Complexion: union of two previous words, by beginning and ending sentences with the same term: “Who has broken treaties? Carthage. Who has devastated Italy? Carthage…”.
Co-duplication: consecutive repetition of the same word in the same sentence: “You live, you live in order to increase your boldness, not to renounce to lay it aside”.
Gradation: ascent or descent of your thought through the speech. It can be upward or downward. Upward gradation: “A horse-shoe may be lost by one nail, a horse by one horse-shoe, and a knight by one horse”. Downward gradation: “He is not interested in humanity, or in nations, and much less in individuals”.
Thought figures:
Figures to give or know objects.
Description and enumeration: if the object is unique, you should describe it; if objects are several, then you should enumerate them.
Figures to communicated reasoning and reflection.
Comparison: like metaphor, but it is hidden behind a metaphor, and open in a comparison.
Antithesis: if comparison is based on similarity, antithesis should be based on opposition. You should emphasize the contrast by describing quite properly the two opposite sides.
Figures to tone down certain idea.
Preterition: you pretend to silence or give a little hint to something, but in fact this is an artifice because you state it quite clearly and you fix it by means of some few –but very marked¬– traits. Reticence: through this figure an orator apparently repress his fire or momentum by virtue of certain discretion or moderation at that moment, so he feels obliged to stop in order to keep the idea or sentence that he was about to express.
Figures to express and move the spirits.
Interrogation: it is the most eager, strong and pressing figure.
Subjection: through this figure an orator asks his adversary or audience, and it is he who gives the answer.
Dubitation: through this figure an orator apparently hesitates about what to say or how to act, even though he knows it quite well and has previously solved it.
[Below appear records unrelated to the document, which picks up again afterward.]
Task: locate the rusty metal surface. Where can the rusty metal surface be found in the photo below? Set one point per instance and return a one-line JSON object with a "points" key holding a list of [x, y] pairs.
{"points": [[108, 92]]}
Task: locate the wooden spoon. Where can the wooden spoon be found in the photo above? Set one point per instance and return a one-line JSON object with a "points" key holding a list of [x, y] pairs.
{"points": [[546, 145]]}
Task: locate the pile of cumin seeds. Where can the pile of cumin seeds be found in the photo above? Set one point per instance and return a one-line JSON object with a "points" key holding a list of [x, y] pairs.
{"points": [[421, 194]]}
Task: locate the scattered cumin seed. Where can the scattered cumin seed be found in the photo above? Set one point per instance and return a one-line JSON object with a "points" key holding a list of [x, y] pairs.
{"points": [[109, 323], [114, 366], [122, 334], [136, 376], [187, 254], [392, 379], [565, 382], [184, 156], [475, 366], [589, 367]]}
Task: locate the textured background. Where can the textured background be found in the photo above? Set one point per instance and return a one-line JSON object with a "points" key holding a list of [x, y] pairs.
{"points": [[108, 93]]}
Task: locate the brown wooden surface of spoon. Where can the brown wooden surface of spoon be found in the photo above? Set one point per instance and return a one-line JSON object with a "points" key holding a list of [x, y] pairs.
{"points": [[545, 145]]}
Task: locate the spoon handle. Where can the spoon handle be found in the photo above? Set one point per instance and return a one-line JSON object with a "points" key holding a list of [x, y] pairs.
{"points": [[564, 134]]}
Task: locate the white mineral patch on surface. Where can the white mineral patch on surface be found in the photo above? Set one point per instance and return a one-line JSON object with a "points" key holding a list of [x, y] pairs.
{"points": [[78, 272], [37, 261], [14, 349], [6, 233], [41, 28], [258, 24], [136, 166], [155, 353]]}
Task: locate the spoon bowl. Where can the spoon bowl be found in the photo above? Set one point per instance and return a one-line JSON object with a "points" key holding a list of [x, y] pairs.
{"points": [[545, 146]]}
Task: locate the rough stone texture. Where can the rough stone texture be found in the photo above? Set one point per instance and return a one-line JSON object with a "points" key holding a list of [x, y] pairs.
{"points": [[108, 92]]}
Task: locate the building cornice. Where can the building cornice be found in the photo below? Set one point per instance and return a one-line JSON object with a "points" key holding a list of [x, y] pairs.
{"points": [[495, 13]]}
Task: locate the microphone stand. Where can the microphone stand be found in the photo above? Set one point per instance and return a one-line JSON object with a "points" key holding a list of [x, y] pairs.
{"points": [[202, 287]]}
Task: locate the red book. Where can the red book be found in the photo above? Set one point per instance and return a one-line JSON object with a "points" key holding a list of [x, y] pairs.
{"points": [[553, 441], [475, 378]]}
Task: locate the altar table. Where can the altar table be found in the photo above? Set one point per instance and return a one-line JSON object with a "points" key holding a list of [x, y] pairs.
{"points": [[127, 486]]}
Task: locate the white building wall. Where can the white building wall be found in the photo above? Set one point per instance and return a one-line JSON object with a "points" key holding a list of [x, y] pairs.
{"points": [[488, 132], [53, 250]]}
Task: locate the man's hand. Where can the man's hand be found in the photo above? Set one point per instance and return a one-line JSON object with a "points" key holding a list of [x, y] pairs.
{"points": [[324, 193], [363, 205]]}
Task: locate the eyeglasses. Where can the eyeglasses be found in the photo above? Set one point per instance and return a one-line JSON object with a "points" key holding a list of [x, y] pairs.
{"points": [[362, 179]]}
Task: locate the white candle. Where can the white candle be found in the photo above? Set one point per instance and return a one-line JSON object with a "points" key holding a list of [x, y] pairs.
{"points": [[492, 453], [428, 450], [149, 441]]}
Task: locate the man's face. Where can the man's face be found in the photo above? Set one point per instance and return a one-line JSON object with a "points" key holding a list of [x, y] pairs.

Exclamation: the expression of certain wish (“If only Mila would put out this lamp!” “If only gods wish his mouth pours out…!”).
Deprecation: expressing certain wish along with an entreaty to a person who accepts his pleading. Imprecation: threats and curses.
Commination: its purpose is intimidation by displaying certain evil that the audience may undergo. Apostrophe: the orator lays aside the audience by addressing to absent objects, God, Earth, the dead and even inanimate or metaphysical beings.
Personification (impersonation) and prosopopoeia: this thought figure brings into motion insensible things, feelings and passions as if they were endowed with action and word.
Also there are many other figures, as much of words as of thoughts. They are not referred here because we consider those capital figures for the speech and because most of them are a repetition of the above-mentioned by refining on certain aspects generally included in this list. (So, to figures tending to communicate reasoning and reflection, we might add concession, correction or amplification, but always it would be comparison and antithesis.)